Another common cause of thrust bearing failure is the finish of the thrust surface after crank grinding. The grinding wheel will leave hatch marks that look and act like a saw blade. Look closely at a reground crank and you will see what I mean. Most crank grinders will touch the thrust surface with the wheel to verify trueness. When they do this it leaves the "saw blade" on the thrust surface. You really NEED to hand polish the surface with 600, then 1500 grit paper. This has decreased my thrust bearing issues to almost nothing.
Yeah, its pronounces "thrust", meaning linear movement along the rotating axis...in and out, front to rear. If the engine builder doesnt properly crush the bearing prior to final assembly, this will create a lack of clearance that ends up being worn out, and once wear begins, it doesnt stop, because of the resulting surface finish and it's rubbing on the bearing. Once that happens, the crank needs to be re-ground. All it takes is to bolt the crank in, with the bearings installed (obviously), oiled, and the caps torqued down. Then using a big chunk of brass and a big hammer, smack the rear of the crank and the front of the crank snout (straight, not sideways, lol!)...obviously using the brass piece as a punch. Smack it a few times on both ends, then use a long screwdriver to pry the crank forward, set your dial indicator, then pry the crank in the other direction to check your clearance. This creates the initial crush.

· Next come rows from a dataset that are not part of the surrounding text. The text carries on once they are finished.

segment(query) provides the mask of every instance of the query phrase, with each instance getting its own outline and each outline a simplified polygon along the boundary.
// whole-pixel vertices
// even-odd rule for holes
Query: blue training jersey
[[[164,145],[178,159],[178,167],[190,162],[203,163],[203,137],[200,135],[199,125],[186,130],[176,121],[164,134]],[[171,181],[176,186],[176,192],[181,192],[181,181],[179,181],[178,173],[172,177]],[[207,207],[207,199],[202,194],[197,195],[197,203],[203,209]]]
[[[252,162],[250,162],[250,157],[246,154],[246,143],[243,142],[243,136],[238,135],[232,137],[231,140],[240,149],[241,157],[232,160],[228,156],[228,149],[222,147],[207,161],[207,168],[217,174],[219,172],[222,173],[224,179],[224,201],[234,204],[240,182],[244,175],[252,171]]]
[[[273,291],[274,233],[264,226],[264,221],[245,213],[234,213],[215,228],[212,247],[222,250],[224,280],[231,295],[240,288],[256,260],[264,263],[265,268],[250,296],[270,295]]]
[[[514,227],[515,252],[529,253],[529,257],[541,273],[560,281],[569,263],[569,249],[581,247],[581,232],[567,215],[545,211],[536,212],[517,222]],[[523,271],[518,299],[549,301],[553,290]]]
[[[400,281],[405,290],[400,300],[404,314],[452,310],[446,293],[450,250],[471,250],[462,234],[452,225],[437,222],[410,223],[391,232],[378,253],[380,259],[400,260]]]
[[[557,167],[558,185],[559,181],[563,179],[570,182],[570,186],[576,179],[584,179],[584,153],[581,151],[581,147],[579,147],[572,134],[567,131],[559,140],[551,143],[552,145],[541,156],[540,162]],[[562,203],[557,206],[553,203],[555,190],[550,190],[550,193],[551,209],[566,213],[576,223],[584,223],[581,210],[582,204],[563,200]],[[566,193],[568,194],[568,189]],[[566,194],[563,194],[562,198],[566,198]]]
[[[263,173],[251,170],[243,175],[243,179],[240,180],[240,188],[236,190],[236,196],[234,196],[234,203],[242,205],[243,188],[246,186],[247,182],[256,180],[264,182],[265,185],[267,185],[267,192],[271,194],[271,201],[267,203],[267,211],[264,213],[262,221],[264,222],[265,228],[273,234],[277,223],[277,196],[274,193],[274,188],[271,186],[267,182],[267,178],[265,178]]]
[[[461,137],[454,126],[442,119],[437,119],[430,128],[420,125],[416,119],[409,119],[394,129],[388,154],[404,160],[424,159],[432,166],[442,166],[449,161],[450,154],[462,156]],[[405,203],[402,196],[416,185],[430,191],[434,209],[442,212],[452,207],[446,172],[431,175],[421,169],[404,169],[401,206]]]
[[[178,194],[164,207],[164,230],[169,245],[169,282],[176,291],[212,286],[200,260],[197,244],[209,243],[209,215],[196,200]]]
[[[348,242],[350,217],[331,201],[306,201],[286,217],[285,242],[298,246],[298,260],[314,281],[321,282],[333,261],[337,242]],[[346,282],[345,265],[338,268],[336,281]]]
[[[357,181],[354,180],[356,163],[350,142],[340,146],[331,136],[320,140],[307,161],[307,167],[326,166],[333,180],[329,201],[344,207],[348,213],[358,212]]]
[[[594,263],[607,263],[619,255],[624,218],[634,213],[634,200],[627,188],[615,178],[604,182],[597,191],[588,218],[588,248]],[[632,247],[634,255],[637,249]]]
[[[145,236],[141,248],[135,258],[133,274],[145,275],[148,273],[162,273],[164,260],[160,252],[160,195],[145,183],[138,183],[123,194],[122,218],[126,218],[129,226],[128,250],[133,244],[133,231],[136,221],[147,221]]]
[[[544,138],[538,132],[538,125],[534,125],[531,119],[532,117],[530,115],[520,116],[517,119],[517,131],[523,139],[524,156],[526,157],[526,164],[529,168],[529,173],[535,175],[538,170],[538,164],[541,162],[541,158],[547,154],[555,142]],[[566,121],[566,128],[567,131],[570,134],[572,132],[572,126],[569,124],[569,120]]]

If you bolt your tranny up, and start bolting up the torque converter, you should have somewhat of a gap. Mine was about .100". If you dont have a gap at all, start looking for cracks in the bell housing because you may have forced the engine and tranny together with the bolts, without the TC being fully seated. I saw some kid do it when I was in high school auto shop. He blamed it on the wrong flexplate, even though it was the same flexplate and TC that came out of it.